ŚwiatTruszczyński: to jest troszeczkę rozczarowanie

Truszczyński: to jest troszeczkę rozczarowanie

Wiceminister spraw zagranicznych Jan Truszczyński ocenił frekwencję w niedzielnym referendum w Hiszpanii, jako nieco rozczarowującą, ale stosunek zwolenników i przeciwników unijnej konstytucji uznał za "przyzwoity".

21.02.2005 | aktual.: 21.02.2005 06:54

Przy frekwencji wynoszącej około 42,5% uprawnionych do głosowania, ogromna większość Hiszpanów poparła konstytucję UE - głosowało za nią 76,5% wyborców - podała hiszpańska telewizja, powołując się na pierwsze sondaże powyborcze. "Nie" wobec konstytucji wyraziło 16,2% uczestników referendum.

Nie ma zaskoczenia jeśli chodzi o relacje "tak" - "nie" - myślę, że to jest bardzo przyzwoita relacja; nie ma również zaskoczenia - i to mnie troszeczkę martwi - jeśli chodzi o frekwencję - powiedział Truszczyński.

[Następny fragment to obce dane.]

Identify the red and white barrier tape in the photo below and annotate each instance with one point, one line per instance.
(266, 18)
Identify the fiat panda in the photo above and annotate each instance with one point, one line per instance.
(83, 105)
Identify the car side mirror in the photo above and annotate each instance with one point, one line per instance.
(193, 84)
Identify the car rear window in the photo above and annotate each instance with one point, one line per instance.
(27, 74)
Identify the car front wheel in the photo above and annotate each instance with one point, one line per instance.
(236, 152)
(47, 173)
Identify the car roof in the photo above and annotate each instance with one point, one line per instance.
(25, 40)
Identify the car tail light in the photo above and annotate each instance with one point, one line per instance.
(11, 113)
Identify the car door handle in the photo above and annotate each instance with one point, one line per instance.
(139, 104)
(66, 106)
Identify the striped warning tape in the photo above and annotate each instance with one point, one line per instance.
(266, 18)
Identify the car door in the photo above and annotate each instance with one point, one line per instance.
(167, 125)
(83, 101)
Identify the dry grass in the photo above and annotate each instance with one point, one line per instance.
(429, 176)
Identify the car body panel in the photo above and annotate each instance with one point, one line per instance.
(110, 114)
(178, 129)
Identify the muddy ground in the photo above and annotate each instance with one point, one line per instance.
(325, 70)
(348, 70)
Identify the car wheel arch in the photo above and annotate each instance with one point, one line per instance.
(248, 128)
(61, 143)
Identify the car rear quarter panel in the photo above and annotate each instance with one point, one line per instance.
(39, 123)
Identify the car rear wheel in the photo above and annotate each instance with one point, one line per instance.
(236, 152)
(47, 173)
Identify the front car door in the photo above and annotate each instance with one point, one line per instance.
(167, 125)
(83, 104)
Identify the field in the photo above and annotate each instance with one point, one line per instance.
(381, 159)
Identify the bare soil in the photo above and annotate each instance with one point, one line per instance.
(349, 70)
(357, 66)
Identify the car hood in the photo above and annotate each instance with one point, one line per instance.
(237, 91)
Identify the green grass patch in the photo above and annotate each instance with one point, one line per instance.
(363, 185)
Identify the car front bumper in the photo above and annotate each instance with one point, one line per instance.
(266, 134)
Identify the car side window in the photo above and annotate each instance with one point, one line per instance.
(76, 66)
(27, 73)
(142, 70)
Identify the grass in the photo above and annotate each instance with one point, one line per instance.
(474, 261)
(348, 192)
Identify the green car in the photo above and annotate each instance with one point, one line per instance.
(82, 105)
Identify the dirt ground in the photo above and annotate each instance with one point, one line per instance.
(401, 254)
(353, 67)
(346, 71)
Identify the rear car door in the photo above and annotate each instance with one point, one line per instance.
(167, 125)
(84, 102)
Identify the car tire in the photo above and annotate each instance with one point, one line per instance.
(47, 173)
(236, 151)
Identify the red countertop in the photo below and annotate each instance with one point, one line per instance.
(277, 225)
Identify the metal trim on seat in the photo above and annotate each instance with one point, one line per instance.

Według niego, byłoby lepiej, gdyby w referendum wzięło udział "około połowy i więcej" uprawnionych do głosowania.

Mimo wszystko - podkreślił - życzylibyśmy sobie wszędzie, w każdym referendum takiego wyniku jaki osiągnęła Hiszpania.

Wiceminister przewiduje, że jedni będą ten wynik interpretować jako niewystarczające poparcia dla hiszpańskiego rządu, a inni - jako dowód, że Traktat Konstytucyjny "jest materią na tyle zawiłą", że - mimo wysiłków - znaczna część obywateli nie poczuwa się do obowiązku zajęcia stanowiska w tej sprawie.

Krótko mówiąc nie jest to jak widać temat, który wyzwala poziom emocji wystarczający, żeby się pofatygować do urn - powiedział Truszczyński. - Nie jest to traktowane jako coś przełomowego, coś w sprawie czego trzeba się opowiedzieć "tak" lub "nie".